Pensar no que inspira uma canceriana na vida é até difícil, já que tudo é motivo para inspiração. Céu azul me inspira, segundas-feiras me inspiram, líderes me inspiram, uma gentileza me inspira, pessoas mais novas me inspiram.

Mas uma coisa nunca me inspirou: a corrida. Aquela história de colocar tênis, abrir a porta de casa e simplesmente se colocar em um movimento mais rápido que o natural, a ponto de não conseguir respirar, suar, sentir o coração acelerar sem controle – definitivamente não era para mim.

Até que fui morar fora do Brasil, e a necessidade de um exercício, junto com a vergonha de entrar de cara numa academia com outra cultura e outra língua que eu não estava acostumada, não me deixaram outra opção, a não ser... correr. Mas não bastava só sair correndo. Eu precisava ter um objetivo e, aí, programei uma meia maratona – porque, afinal, eu sou ambiciosa e não poderia começar com uma corrida de 5 ou 10 km, como a maioria das pessoas faz – para quando eu voltasse ao Brasil.

Para começar... começar. Ninguém quer começar correndo 1 minuto e caminhando
1 minuto. Muita gente já chega querendo correr 10 minutos sem parar e, sem preparo, desiste e segue a vida com o “corrida não é para mim”. Eu não fui uma dessas pessoas e, daí, veio minha primeira inspiração: tudo na vida é um passo de cada vez, no meu caso, 1 metro de cada vez.

Depois da rotina, você tem um plano a seguir e, se perde algum treino, o seguinte não vai ser da maneira que você espera.
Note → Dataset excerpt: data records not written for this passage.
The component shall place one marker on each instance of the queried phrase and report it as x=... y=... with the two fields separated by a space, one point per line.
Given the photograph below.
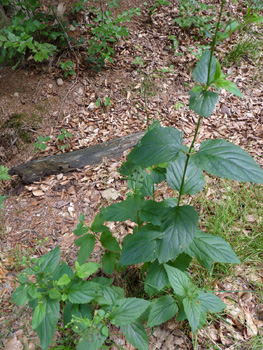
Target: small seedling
x=68 y=68
x=178 y=105
x=62 y=137
x=4 y=176
x=4 y=173
x=41 y=143
x=138 y=61
x=107 y=101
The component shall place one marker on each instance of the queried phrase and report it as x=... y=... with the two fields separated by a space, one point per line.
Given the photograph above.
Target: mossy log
x=63 y=163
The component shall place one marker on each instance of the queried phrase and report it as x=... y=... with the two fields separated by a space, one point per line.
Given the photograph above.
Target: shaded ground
x=40 y=216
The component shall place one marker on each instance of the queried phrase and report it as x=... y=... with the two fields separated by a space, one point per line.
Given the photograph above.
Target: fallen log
x=66 y=162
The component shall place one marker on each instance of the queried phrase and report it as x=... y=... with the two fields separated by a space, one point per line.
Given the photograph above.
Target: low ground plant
x=106 y=30
x=166 y=237
x=4 y=176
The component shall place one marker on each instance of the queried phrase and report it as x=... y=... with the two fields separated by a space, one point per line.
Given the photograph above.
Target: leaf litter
x=42 y=215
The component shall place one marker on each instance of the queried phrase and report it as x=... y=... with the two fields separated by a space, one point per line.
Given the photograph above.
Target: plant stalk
x=214 y=44
x=206 y=88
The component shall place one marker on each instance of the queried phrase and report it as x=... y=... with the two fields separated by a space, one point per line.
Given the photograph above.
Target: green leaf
x=110 y=296
x=156 y=278
x=224 y=159
x=32 y=291
x=203 y=103
x=109 y=262
x=179 y=229
x=92 y=341
x=98 y=223
x=109 y=242
x=86 y=270
x=136 y=335
x=54 y=294
x=163 y=310
x=210 y=302
x=209 y=247
x=124 y=210
x=159 y=145
x=21 y=295
x=141 y=246
x=218 y=72
x=64 y=280
x=192 y=308
x=38 y=315
x=128 y=310
x=182 y=262
x=86 y=244
x=81 y=292
x=194 y=179
x=158 y=174
x=178 y=281
x=200 y=73
x=65 y=270
x=46 y=329
x=81 y=229
x=152 y=212
x=229 y=86
x=197 y=88
x=49 y=262
x=256 y=19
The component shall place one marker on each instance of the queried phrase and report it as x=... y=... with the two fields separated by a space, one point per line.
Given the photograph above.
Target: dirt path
x=40 y=216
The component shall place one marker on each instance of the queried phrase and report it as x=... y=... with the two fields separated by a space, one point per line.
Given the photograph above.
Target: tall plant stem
x=214 y=44
x=200 y=117
x=187 y=159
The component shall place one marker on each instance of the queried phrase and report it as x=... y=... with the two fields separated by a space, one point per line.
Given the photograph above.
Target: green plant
x=79 y=6
x=105 y=30
x=62 y=137
x=138 y=61
x=107 y=101
x=30 y=33
x=165 y=236
x=4 y=176
x=191 y=15
x=156 y=5
x=246 y=48
x=68 y=68
x=41 y=143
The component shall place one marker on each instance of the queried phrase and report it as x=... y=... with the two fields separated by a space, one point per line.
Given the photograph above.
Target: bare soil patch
x=39 y=216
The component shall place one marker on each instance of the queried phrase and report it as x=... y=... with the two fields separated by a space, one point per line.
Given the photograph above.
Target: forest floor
x=148 y=79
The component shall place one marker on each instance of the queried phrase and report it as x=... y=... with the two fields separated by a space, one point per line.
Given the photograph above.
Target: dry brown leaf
x=110 y=194
x=38 y=193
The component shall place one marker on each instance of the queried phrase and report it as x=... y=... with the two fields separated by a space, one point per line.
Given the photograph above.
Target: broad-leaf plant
x=164 y=241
Quantas vezes na vida profissional eu não tentei pular algum step do processo e acabei percebendo que o resultado ficou comprometido?

O começo do preparo é cheio de altos e baixos. Pensei o tempo todo em desistir, mas, a cada km avançado, vinha uma sensação tão grande de “está valendo a pena”. E isso passou a ser praxe para qualquer coisa na vida: quando passo por um momento que parece caótico, eu respiro e penso: calma, eu vou ultrapassar esse km e vai ser uma sensação incrível.

Durante o processo de treinamento eu aprendi tanto... Aprendi que a corrida é a melhor terapia que eu poderia ter, porque é onde minha mente, inquieta, se aquieta. Aprendi que o esporte pode ser solitário, mas que correr em grupo te dá direção, te dá foco e traz cumplicidade – que só um corredor sabe o valor do olhar cruzado com outro corredor.

Concluindo a primeira prova, todo o empenho foi muito recompensado pela sensação de cruzar a linha de chegada. Eu pensei em desistir, mas olha eu ali, já pensando na próxima. Quantas e quantas vezes lembro do caos das entregas, mas do orgulho de ver o job no ar!

Depois da primeira meia, vieram outras 12 e, enfim, a maratona. Ah! Mas eu não sou capaz. São 42 km!

E lá estava eu, abrindo mão de diversão, por comprometimento – ops! Acho que fiz isso algumas vezes durante minha carreira. Lá estava eu, procurando um pacer (corredor que impõe um ritmo na corrida para uma ou um grupo de pessoas) que me mantivesse no nível que eu assumi que conseguiria! Lá estava eu duvidando que conseguiria, mas entregando o que eu podia para conseguir.

E no fim: medalha dos 42 km no peito! Quando a prova acabou, um sentimento era muito latente. Através da corrida, eu tinha virado a minha inspiração. Sua prática, antes tão temida, tinha virado uma grande diversão. Eu me diverti correndo 42 km. Não aprendi nada ali, mas isso talvez tenha sido o motivo da maior inspiração: o preparo, o empenho, os treinos, as escolhas! A corrida em si é só o job no ar, e precisa ser comemorado. Mas o processo, ah o processo, esse sim engrandece, te faz aprender, sofrer, criar novas estratégias, novos caminhos, te faz querer, sim, desistir, mas, aí, é só lembrar que a “linha de chegada” está logo à frente.

Agora, do lado de cá, toda vez que algo me bloqueia, eu saio para correr e me lembro que as coisas não vão acontecer sempre amanhã, que eu preciso de pacers – sejam eles meu time mais novo, cheio de novas skills, sejam meus gestores com todas as visões diferentes da minha. Mas, que se eu quiser, eu consigo!

E continuo correndo, pelas ruas, pelos jobs e para manter a minha inspiração!